Jack the rear up and use a bar or something to try and lift the wheel up and down to recreate it. Else partially take the rear brakes apart to see if you find it. Also check the heat shields under the vehicle to see if you can rattle any of those as well.

If you figure it out, let us know.

*Click, tick and rattle cause and fix list*


----------



## 6Speed2016LT (Jun 14, 2016)

Make sure the metal clips that hold in the brake pads are secure and in place. You never know what the installer did/missed etc...


----------



## JJOcean (Oct 24, 2021)

Thanks and will check those things out this weekend!


----------



## JJOcean (Oct 24, 2021)

OK, So I found a video on YouTube that referred to a TSB and it was spot on the same problem I am having. I would not have figured it out unless I saw the video. Evidently it is a common problem with a Cruze. The noise the video shows is exactly the sound I have. Basically the sound comes from the slight twisting of the rear axle and the fix is to drill a small hole on either side and soak it in WD-40 for about 15 seconds per side. If you want to see the video the link is here. And again in a million years I would never have figured it out except for the video.

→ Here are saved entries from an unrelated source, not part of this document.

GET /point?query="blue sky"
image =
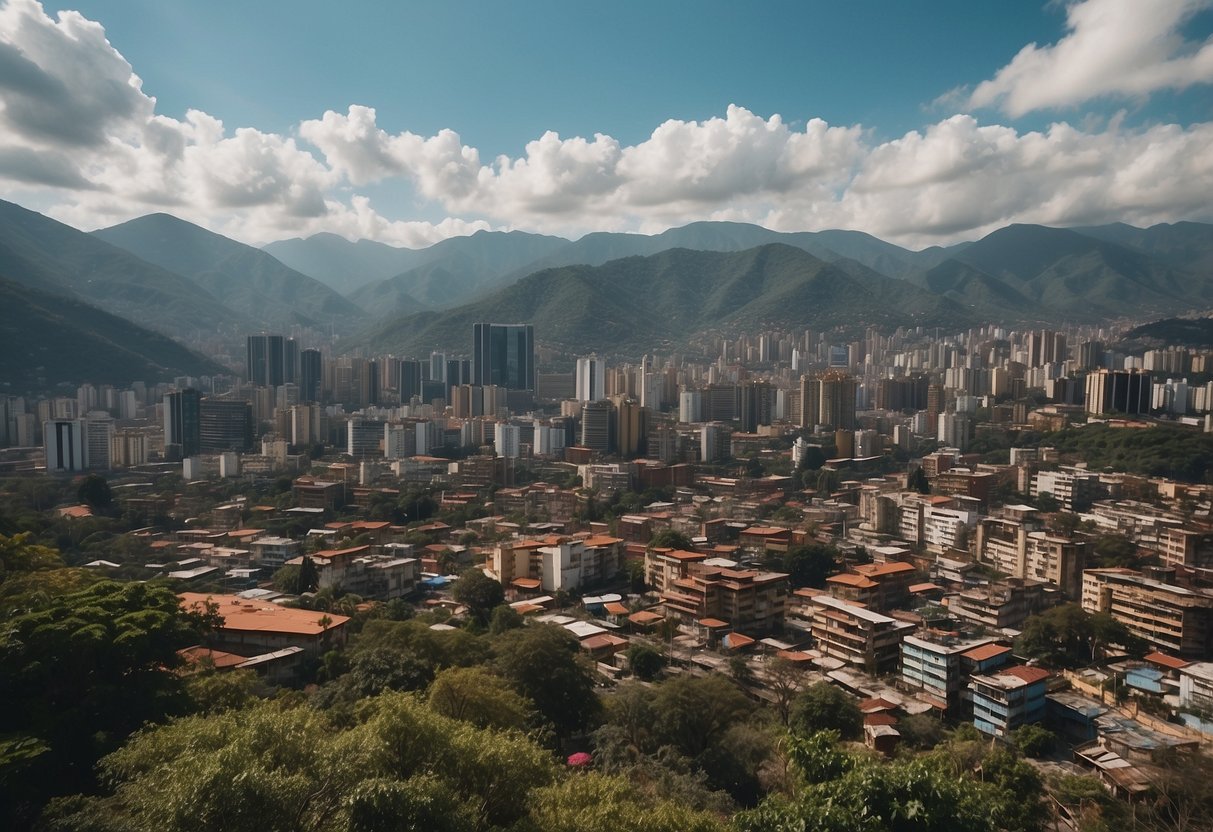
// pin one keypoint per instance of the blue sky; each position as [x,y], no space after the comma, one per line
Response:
[705,110]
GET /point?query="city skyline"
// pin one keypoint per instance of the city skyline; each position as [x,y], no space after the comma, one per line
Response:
[1085,113]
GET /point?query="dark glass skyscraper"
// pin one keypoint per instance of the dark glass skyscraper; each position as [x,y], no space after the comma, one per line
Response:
[272,360]
[311,375]
[182,423]
[504,354]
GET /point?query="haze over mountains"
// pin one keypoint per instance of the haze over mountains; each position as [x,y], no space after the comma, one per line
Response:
[607,291]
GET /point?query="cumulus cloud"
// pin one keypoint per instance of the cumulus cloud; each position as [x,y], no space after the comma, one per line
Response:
[80,137]
[1112,47]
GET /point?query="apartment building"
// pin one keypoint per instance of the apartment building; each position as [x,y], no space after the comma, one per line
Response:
[877,586]
[746,599]
[1172,619]
[938,668]
[1001,605]
[1008,699]
[856,636]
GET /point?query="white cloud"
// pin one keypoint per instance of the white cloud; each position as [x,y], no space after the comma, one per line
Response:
[80,138]
[1112,47]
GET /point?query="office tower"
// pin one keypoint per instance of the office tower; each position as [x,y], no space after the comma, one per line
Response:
[63,440]
[757,405]
[1118,392]
[935,404]
[810,402]
[688,406]
[225,425]
[311,375]
[437,366]
[838,400]
[504,354]
[591,379]
[596,419]
[506,439]
[410,380]
[630,426]
[364,437]
[182,423]
[454,375]
[266,360]
[98,432]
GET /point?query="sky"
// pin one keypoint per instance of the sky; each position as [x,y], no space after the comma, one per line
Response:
[921,123]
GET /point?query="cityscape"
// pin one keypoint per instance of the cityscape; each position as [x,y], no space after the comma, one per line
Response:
[545,511]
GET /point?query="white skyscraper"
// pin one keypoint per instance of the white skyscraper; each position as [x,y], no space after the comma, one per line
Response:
[591,379]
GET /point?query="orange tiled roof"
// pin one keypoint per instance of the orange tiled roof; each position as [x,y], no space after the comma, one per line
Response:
[985,651]
[1028,674]
[244,615]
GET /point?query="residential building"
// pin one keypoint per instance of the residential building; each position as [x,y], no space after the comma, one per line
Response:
[746,599]
[252,627]
[938,668]
[1008,699]
[856,636]
[504,355]
[1176,620]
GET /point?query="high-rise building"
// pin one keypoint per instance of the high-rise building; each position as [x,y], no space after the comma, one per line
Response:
[838,400]
[757,405]
[504,354]
[225,425]
[1118,392]
[591,381]
[271,360]
[98,432]
[596,417]
[64,445]
[182,423]
[410,380]
[311,375]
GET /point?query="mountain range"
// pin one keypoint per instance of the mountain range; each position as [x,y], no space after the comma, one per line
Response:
[608,291]
[637,303]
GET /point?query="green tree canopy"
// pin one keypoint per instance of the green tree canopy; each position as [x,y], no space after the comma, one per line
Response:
[825,707]
[544,664]
[83,672]
[479,593]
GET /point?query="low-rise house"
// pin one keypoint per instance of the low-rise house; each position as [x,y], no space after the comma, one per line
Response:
[255,627]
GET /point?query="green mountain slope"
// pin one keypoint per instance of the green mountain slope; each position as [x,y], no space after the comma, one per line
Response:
[459,269]
[50,340]
[342,265]
[1061,275]
[1188,245]
[46,255]
[638,302]
[240,275]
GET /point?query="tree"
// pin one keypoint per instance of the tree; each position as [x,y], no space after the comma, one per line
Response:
[644,661]
[809,565]
[95,491]
[542,662]
[825,707]
[505,617]
[918,482]
[83,672]
[1068,637]
[668,539]
[694,712]
[286,579]
[479,593]
[474,695]
[784,679]
[1032,740]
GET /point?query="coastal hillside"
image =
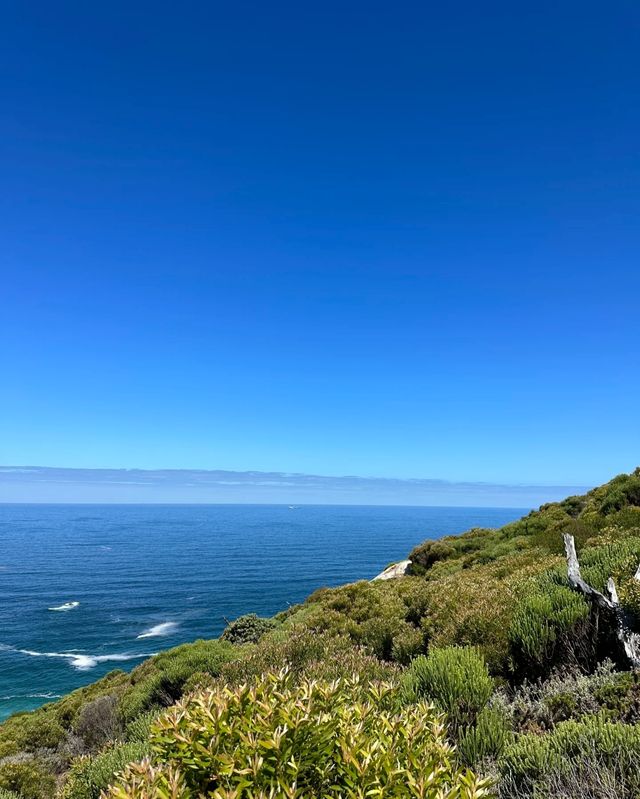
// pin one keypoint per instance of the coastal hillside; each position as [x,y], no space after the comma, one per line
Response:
[499,665]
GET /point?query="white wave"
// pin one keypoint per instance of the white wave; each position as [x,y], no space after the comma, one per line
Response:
[84,662]
[166,628]
[66,606]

I poked around and found the TSB: 16-NA-316 the link is here.https://static.nhtsa.gov/odi/tsbs/2017/MC-10137631-9999.pdf


----------



## 6Speed2016LT (Jun 14, 2016)

Interesting, thanks for posting that. I can honestly say I have never heard or noticed that sound on my 2016.

Great for future reference.

Jason


----------



## JJOcean (Oct 24, 2021)

6Speed2016LT said:


> Interesting, thanks for posting that. I can honestly say I have never heard or noticed that sound on my 2016.
> 
> Great for future reference.
> 
> Jason


Glad to help out and hopefully someone else may benefit. A strange problem and easy fix if I do say so.


----------